From your first step up Mr. Louis’s sidewalk you get the “feel” that this may not be your average Automotive Shop. The side walk is epoxy finished and fully covered. As you walk toward the door you will notice light music playing from hidden landscape speakers. Once you enter the location you immediately notice that there is something special about Mr. Louis’s company. You find a warm, relaxing waiting area equipped with oversized leather couches, a big screen TV, hot and cold drinks, free Wifi and recessed lighting. Before your first words with the receptionist, you instinctively know that you are dealing with a “high-quality” business.
When you enter Blu Healing Spa you walk into a world of relaxation. You hear the soothing trickle of running water as you move down a long, cool darkened hallway decorated with beautiful local art. You hear the soothing trickle of running water. You will actually feel your tension begin to leave even before you reach the end of the hall where you are warmly greeted by one or both of the spa owners. You are then moved to a relaxing waiting area where you are allowed a few minutes to decompress and enjoy a warm footbath and a glass of chilled champagne. There will be no doubt in your mind that Blu Healing Spa understands “the importance of slowing down – taking a deep breath and rejuvenating the mind, body, and soul.”
What about your business? What do customers “feel” when they come to your business or visit your web page? Why not ask them and see? One great way to understand if you are “communicating” your positive uniqueness to your clients is to ask them. You can do this through surveys, feedback forms, or even directly talking to them. Make sure to cover the following categories as a minimum:
Your Physical Location
The appearance of your physical location “speaks” loudest about your business. What does your location make customers’ “feel” about your business? Is it clean? Is it comfortable? Does it represent your core values?
Your Cyber Location
Your company’s website usually is the second loudest thing that “speaks” about your business. Sometimes we get so focused on the message content that we pay too little attention to our websites overall appearance. Does it look antiquated from the 1990’s? Is it easy for visitors to find what they are looking for?

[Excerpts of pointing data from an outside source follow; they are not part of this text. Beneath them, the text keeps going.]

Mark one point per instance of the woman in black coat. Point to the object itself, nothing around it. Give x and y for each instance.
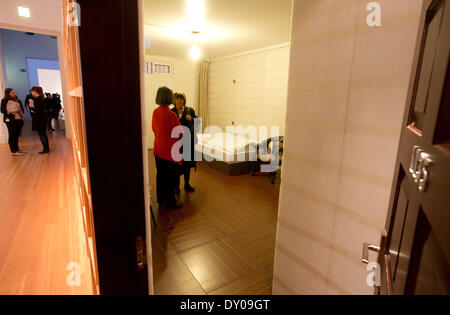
(12, 110)
(187, 116)
(40, 110)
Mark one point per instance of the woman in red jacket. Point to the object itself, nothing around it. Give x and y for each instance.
(167, 154)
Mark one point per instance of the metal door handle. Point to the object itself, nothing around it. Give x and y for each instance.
(423, 175)
(366, 248)
(414, 166)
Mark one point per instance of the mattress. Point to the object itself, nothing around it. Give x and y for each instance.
(226, 147)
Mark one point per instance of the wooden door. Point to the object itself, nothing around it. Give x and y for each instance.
(415, 252)
(107, 109)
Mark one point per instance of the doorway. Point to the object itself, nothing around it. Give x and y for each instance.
(223, 240)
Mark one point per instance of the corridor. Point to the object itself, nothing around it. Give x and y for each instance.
(42, 230)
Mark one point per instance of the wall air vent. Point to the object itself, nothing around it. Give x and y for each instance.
(162, 68)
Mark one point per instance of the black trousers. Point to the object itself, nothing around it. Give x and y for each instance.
(186, 171)
(44, 139)
(166, 177)
(14, 130)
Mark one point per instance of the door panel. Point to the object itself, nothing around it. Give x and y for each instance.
(415, 254)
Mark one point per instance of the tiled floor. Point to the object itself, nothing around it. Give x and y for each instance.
(222, 241)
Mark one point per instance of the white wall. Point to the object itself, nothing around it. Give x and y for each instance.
(46, 15)
(50, 80)
(3, 84)
(347, 93)
(184, 80)
(258, 96)
(17, 47)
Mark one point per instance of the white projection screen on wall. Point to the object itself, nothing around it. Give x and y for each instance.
(50, 81)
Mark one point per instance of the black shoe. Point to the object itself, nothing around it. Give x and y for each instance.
(177, 206)
(189, 188)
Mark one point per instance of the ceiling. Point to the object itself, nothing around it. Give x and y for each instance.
(46, 15)
(227, 26)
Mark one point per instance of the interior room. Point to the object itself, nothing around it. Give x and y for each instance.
(320, 136)
(232, 65)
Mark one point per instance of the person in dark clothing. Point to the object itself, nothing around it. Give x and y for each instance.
(56, 106)
(40, 117)
(11, 108)
(187, 116)
(164, 122)
(50, 113)
(28, 98)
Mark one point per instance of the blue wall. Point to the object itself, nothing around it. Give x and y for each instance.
(17, 49)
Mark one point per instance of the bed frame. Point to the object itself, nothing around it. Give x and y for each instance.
(231, 169)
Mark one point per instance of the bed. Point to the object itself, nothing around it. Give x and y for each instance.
(226, 152)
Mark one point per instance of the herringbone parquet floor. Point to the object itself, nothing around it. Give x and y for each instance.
(222, 241)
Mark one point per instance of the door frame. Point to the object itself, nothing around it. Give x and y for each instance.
(110, 57)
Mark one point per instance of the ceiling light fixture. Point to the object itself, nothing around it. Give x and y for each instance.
(24, 12)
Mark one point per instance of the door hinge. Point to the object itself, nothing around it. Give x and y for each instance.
(141, 253)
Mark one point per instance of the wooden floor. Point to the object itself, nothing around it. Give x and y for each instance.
(222, 241)
(41, 224)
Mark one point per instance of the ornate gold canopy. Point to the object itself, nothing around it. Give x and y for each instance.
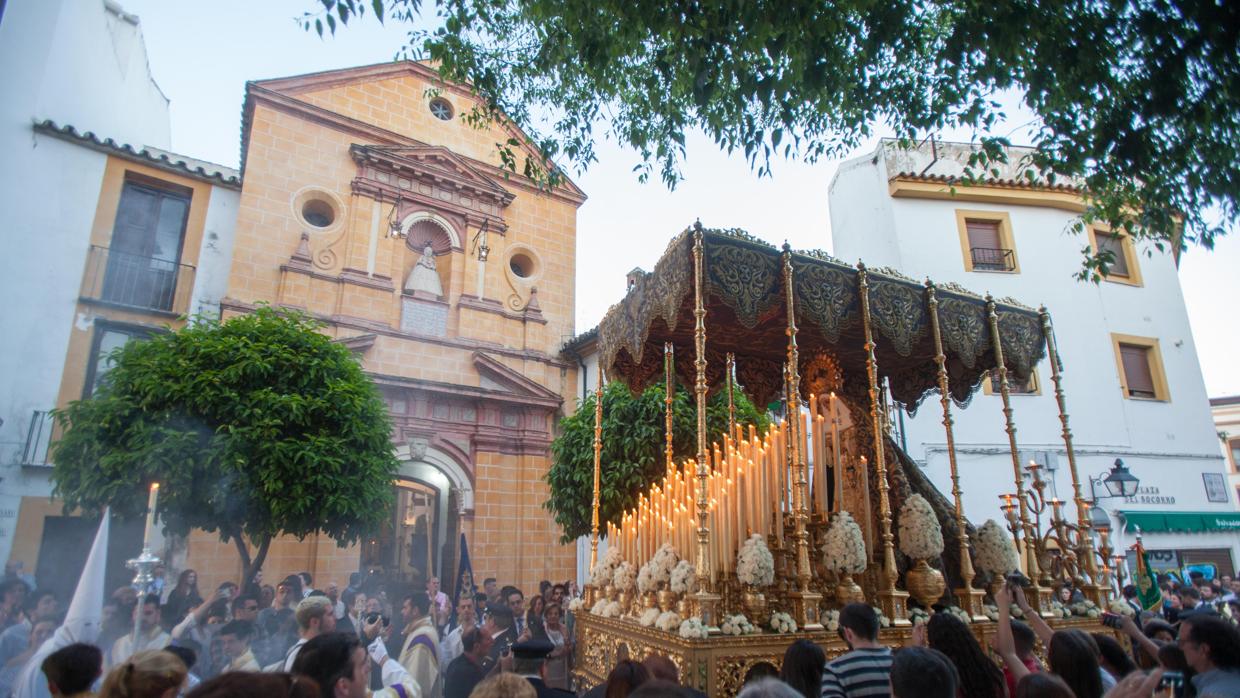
(745, 301)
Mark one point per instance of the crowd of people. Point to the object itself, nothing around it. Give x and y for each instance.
(299, 641)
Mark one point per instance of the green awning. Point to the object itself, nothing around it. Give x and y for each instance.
(1188, 522)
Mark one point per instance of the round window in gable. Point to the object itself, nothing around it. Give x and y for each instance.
(319, 213)
(442, 109)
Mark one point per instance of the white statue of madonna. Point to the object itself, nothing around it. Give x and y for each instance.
(424, 277)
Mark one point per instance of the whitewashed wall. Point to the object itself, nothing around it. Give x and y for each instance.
(1167, 445)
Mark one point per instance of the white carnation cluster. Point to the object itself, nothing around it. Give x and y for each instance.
(996, 553)
(667, 621)
(783, 622)
(737, 625)
(831, 619)
(920, 532)
(843, 548)
(624, 577)
(755, 564)
(683, 578)
(692, 629)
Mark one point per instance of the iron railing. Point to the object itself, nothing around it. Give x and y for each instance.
(39, 438)
(134, 280)
(992, 259)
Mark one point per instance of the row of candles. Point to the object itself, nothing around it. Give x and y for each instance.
(749, 489)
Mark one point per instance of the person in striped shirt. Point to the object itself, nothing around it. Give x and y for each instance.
(864, 671)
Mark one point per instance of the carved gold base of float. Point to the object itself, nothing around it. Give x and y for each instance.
(718, 665)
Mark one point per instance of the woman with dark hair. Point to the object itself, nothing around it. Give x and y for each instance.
(802, 667)
(978, 676)
(182, 598)
(625, 678)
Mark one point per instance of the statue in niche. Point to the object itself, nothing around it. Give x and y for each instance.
(424, 275)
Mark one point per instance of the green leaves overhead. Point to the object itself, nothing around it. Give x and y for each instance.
(633, 450)
(256, 427)
(1135, 102)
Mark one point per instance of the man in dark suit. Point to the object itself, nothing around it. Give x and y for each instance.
(469, 668)
(530, 662)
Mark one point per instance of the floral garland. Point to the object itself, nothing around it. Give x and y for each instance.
(843, 548)
(692, 629)
(662, 564)
(831, 620)
(996, 553)
(624, 577)
(683, 578)
(920, 532)
(667, 621)
(737, 625)
(755, 564)
(783, 622)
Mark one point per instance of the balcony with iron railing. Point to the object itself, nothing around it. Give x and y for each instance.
(132, 280)
(992, 259)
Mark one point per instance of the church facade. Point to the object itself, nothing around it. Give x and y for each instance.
(370, 203)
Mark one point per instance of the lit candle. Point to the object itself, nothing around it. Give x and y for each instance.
(151, 499)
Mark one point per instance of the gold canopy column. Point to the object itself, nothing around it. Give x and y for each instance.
(893, 601)
(1039, 595)
(1094, 591)
(970, 599)
(805, 603)
(704, 601)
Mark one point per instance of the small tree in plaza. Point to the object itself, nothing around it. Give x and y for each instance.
(254, 427)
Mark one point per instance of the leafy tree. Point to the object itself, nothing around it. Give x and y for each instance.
(1137, 99)
(633, 450)
(254, 427)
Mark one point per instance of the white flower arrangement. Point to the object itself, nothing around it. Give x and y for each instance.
(667, 621)
(883, 621)
(996, 553)
(646, 578)
(960, 613)
(662, 564)
(693, 629)
(920, 532)
(737, 625)
(783, 622)
(831, 619)
(683, 578)
(754, 563)
(624, 577)
(843, 548)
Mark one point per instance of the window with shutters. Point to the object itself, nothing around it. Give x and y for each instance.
(1124, 267)
(986, 241)
(1141, 371)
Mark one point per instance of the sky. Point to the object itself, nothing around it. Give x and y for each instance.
(202, 53)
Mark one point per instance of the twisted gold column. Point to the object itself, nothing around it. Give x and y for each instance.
(1040, 595)
(893, 601)
(1085, 553)
(805, 603)
(706, 600)
(970, 599)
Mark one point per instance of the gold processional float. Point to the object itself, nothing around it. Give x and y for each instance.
(779, 530)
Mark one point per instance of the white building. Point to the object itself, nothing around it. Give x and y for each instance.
(1132, 382)
(108, 237)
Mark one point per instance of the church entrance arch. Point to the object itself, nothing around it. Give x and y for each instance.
(419, 539)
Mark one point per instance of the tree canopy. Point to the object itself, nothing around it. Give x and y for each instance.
(254, 427)
(633, 454)
(1135, 101)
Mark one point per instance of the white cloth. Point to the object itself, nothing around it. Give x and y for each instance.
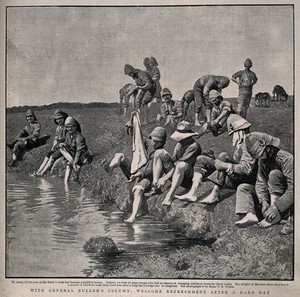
(139, 153)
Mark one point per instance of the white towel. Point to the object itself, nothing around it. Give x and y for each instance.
(139, 153)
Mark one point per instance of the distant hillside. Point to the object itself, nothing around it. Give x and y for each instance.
(63, 105)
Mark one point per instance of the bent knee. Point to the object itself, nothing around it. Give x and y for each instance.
(245, 188)
(224, 156)
(275, 174)
(181, 165)
(160, 153)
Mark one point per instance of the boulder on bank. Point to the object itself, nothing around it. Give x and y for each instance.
(99, 244)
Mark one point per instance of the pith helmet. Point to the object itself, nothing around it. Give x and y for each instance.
(256, 142)
(165, 91)
(59, 114)
(235, 123)
(183, 131)
(146, 61)
(223, 81)
(153, 61)
(129, 69)
(69, 122)
(159, 134)
(213, 94)
(248, 63)
(29, 112)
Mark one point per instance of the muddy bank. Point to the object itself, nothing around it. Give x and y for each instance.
(218, 249)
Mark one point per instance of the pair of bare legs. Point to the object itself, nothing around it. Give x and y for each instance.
(45, 166)
(251, 219)
(138, 192)
(177, 175)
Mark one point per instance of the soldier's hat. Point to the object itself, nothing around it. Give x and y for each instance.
(235, 123)
(256, 142)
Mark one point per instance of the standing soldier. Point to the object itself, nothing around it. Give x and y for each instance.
(150, 65)
(27, 139)
(245, 79)
(146, 87)
(170, 110)
(186, 100)
(201, 89)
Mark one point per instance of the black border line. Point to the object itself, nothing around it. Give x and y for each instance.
(152, 6)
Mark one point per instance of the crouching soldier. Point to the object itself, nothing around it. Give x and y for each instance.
(144, 176)
(146, 89)
(226, 171)
(27, 139)
(74, 149)
(60, 135)
(184, 156)
(127, 92)
(274, 188)
(219, 114)
(201, 89)
(170, 110)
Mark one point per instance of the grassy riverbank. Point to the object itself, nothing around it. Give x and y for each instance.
(250, 253)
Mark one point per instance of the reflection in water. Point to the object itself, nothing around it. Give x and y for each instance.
(48, 224)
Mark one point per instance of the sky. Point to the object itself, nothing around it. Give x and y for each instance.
(77, 54)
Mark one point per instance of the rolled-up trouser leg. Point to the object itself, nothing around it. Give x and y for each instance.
(277, 185)
(246, 199)
(244, 100)
(200, 107)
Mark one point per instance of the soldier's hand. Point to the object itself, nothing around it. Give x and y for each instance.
(137, 175)
(160, 183)
(220, 165)
(271, 213)
(264, 207)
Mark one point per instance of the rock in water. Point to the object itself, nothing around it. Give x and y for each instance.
(101, 244)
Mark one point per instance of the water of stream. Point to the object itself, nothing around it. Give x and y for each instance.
(48, 223)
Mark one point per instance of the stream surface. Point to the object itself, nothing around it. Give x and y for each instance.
(47, 225)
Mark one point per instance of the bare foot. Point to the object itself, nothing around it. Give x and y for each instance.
(106, 167)
(211, 198)
(266, 224)
(248, 220)
(130, 220)
(167, 202)
(187, 197)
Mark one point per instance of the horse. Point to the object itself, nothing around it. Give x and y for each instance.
(127, 92)
(279, 94)
(262, 99)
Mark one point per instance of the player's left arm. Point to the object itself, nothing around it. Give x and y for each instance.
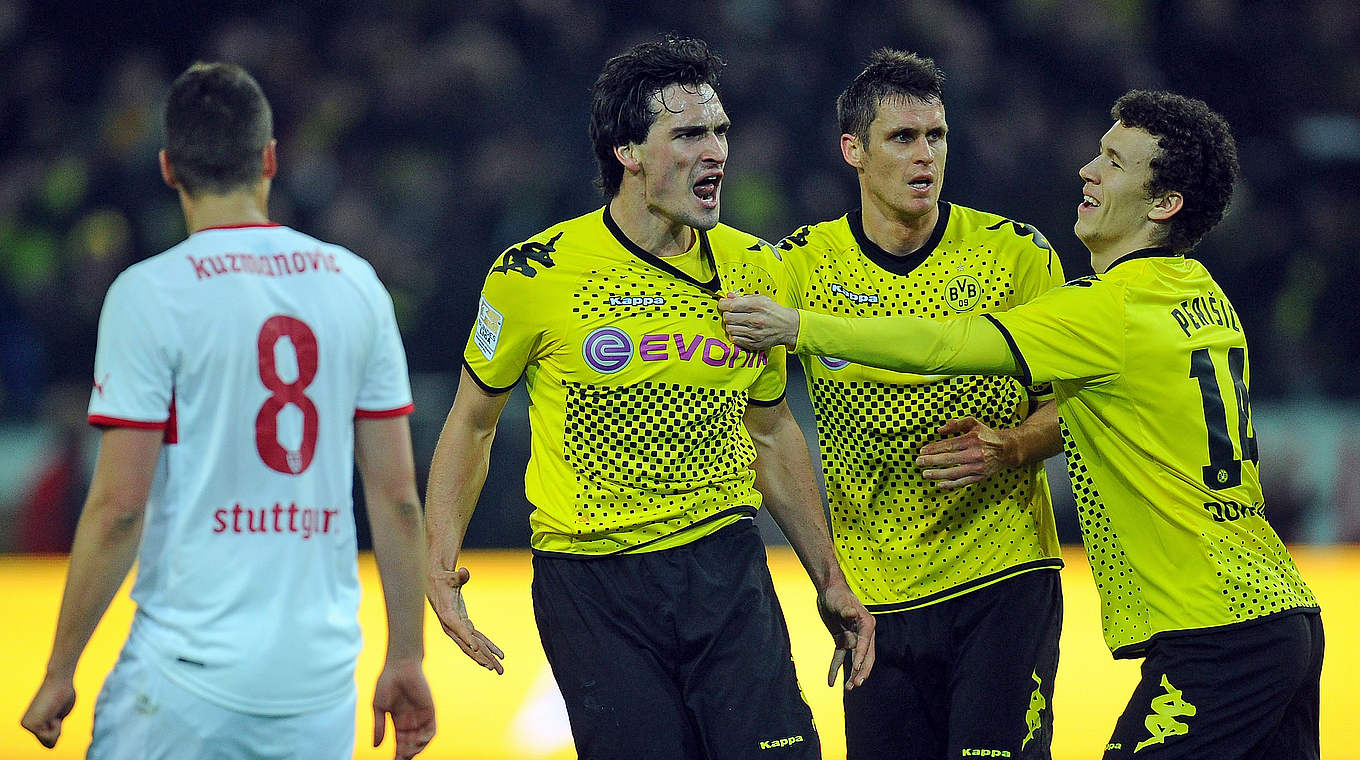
(386, 468)
(784, 477)
(105, 547)
(974, 452)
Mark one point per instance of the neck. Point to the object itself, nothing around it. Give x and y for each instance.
(650, 231)
(241, 207)
(894, 234)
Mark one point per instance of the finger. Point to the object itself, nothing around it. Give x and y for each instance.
(837, 662)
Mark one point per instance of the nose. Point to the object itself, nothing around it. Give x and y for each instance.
(1087, 171)
(716, 148)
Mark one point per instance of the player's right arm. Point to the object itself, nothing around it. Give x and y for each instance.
(457, 473)
(101, 556)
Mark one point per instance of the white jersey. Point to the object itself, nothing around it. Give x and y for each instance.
(253, 348)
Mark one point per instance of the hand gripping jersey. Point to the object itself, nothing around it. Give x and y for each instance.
(637, 396)
(253, 348)
(1149, 366)
(902, 541)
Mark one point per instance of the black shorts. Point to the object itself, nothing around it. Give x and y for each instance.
(966, 677)
(673, 654)
(1247, 692)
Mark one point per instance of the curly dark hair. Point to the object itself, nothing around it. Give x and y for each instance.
(218, 123)
(1196, 157)
(890, 74)
(620, 99)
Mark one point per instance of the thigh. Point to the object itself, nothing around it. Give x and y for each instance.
(1005, 662)
(140, 714)
(891, 717)
(1216, 694)
(736, 665)
(609, 658)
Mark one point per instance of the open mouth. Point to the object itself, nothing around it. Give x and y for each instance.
(706, 189)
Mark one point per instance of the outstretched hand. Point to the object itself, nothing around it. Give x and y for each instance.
(51, 706)
(971, 453)
(852, 627)
(404, 694)
(755, 322)
(446, 598)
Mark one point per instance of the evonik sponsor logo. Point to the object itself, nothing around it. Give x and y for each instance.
(609, 350)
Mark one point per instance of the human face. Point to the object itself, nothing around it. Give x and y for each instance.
(683, 157)
(902, 165)
(1114, 216)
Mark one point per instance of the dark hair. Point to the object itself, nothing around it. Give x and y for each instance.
(218, 123)
(890, 74)
(1196, 157)
(620, 99)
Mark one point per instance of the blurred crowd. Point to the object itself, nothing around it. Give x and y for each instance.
(429, 135)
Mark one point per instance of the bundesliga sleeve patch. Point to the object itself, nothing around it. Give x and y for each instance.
(487, 331)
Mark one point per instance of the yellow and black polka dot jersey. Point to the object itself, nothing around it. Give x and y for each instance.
(637, 396)
(902, 541)
(1149, 366)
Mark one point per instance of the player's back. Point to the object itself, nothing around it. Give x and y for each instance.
(259, 346)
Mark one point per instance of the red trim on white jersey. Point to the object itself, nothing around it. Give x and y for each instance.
(382, 413)
(241, 226)
(99, 420)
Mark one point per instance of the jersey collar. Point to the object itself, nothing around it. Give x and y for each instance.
(898, 264)
(1155, 252)
(714, 284)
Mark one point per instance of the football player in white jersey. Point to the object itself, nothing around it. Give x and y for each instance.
(238, 377)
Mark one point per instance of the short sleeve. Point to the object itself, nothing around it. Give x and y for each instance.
(1073, 332)
(133, 363)
(386, 386)
(506, 332)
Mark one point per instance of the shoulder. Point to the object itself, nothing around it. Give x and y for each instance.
(1000, 233)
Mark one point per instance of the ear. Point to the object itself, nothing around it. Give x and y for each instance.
(167, 171)
(269, 166)
(627, 155)
(1166, 207)
(852, 150)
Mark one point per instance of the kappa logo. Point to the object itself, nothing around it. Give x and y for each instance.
(1032, 717)
(520, 258)
(1166, 709)
(779, 743)
(856, 297)
(797, 239)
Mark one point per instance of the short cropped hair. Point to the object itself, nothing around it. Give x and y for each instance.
(888, 75)
(1196, 157)
(620, 99)
(218, 123)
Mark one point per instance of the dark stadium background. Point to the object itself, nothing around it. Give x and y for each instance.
(427, 136)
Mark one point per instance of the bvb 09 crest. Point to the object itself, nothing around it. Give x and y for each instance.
(963, 292)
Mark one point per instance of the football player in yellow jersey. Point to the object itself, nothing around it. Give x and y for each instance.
(940, 507)
(1149, 366)
(653, 443)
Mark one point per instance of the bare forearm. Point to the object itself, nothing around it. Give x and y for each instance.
(101, 556)
(784, 477)
(1037, 437)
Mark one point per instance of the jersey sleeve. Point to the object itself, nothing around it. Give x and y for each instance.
(507, 331)
(1038, 272)
(386, 386)
(133, 363)
(1073, 332)
(770, 386)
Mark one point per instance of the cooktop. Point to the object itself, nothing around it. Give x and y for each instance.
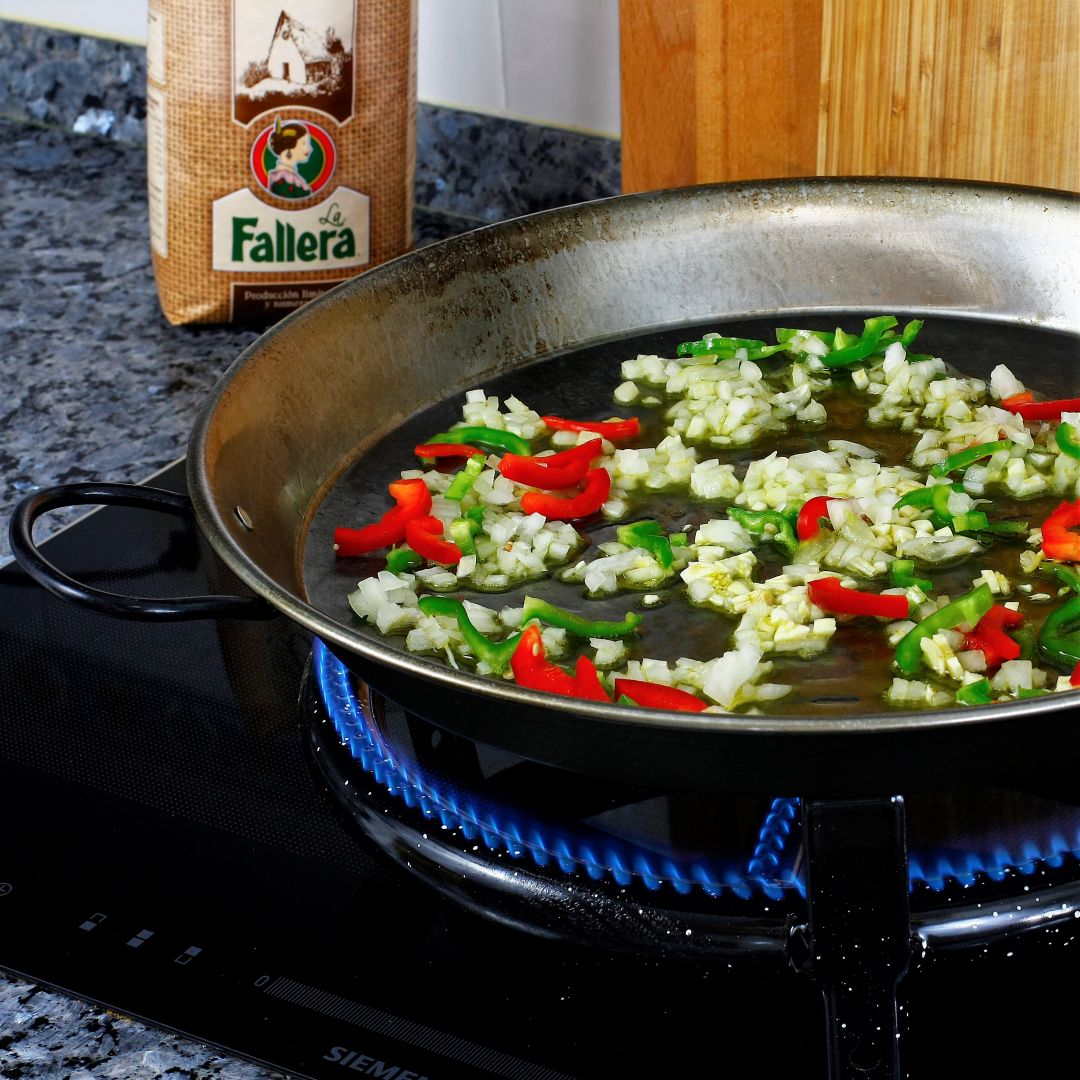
(171, 852)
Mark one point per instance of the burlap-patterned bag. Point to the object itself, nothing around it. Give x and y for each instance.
(281, 149)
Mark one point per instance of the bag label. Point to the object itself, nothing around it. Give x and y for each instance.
(252, 237)
(299, 58)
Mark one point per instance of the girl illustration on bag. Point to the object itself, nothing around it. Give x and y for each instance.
(291, 143)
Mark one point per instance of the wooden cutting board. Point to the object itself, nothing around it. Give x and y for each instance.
(730, 90)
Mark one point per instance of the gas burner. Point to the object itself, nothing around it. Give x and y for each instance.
(570, 855)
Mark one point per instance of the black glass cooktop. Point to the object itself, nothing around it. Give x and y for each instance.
(169, 851)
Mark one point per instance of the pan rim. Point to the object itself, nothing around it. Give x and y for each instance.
(889, 721)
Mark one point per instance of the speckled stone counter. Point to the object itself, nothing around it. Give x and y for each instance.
(97, 386)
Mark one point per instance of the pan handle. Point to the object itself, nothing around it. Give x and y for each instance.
(29, 557)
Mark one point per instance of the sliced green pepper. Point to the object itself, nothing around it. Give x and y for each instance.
(969, 456)
(496, 655)
(974, 521)
(649, 536)
(464, 480)
(922, 497)
(1058, 639)
(1067, 577)
(401, 559)
(967, 609)
(490, 439)
(756, 522)
(1007, 528)
(867, 342)
(723, 348)
(1068, 440)
(975, 693)
(536, 608)
(902, 571)
(462, 532)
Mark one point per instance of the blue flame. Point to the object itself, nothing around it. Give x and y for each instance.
(964, 868)
(768, 872)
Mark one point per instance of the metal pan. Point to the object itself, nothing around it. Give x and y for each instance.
(313, 400)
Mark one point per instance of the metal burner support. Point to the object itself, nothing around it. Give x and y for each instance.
(856, 943)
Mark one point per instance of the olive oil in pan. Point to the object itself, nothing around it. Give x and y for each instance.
(854, 671)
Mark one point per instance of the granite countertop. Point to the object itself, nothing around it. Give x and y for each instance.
(99, 387)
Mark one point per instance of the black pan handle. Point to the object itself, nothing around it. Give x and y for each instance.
(21, 536)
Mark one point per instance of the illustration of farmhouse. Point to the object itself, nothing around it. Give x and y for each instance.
(292, 63)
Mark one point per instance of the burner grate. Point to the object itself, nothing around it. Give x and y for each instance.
(772, 872)
(768, 873)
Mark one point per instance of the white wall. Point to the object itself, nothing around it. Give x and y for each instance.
(552, 62)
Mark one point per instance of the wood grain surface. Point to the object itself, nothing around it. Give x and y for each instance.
(728, 90)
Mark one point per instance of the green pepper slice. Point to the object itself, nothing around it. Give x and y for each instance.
(401, 559)
(867, 342)
(490, 439)
(464, 480)
(1068, 440)
(967, 609)
(496, 655)
(975, 693)
(756, 522)
(536, 608)
(1058, 642)
(922, 497)
(969, 456)
(902, 571)
(649, 536)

Your Employees or Even Yourself (if you’re a one person business)
Remember that the appearance and attitudes of yourself and your employees’ counts. As my wife says, “It only takes one ‘uh-oh’ to wipe out a dozen ‘atta-boys’.”
Yes even this counts! Is your paper clear, precise, and not frustrating to your clients/customers? Are you making sure that your message is included? Think beyond content. How thick is the paper? How does it feel?
Your Marketing Efforts
What is the feel, appeal, clarity, design and message of your company’s logo and all other forms of marketing material from high-end brochures right down to your business cards.
Visit your competitors, buy from them, go to their website, get their paperwork and marketing materials. Ask your customers what they think about specific competitors. What opportunities, issues, or gaps do they mention?
Once you gather this information from your clients, you will have a clear picture of your current state. Ask yourself how, in a perfect world, you would have things done differently and make a list of items that could be changed. It is true that changing customer perception of your business can be costly and often hard to quantify. That is why I recommend picking only 3 to 5 items to change over the next few months. Once you have implemented those, gather more information from your clients/customers, make a list of improvement opportunities, and pick another 3 to 5 to make. Keep this up and over time you will have your business “speaking” for its self. Remember…even the sidewalks count.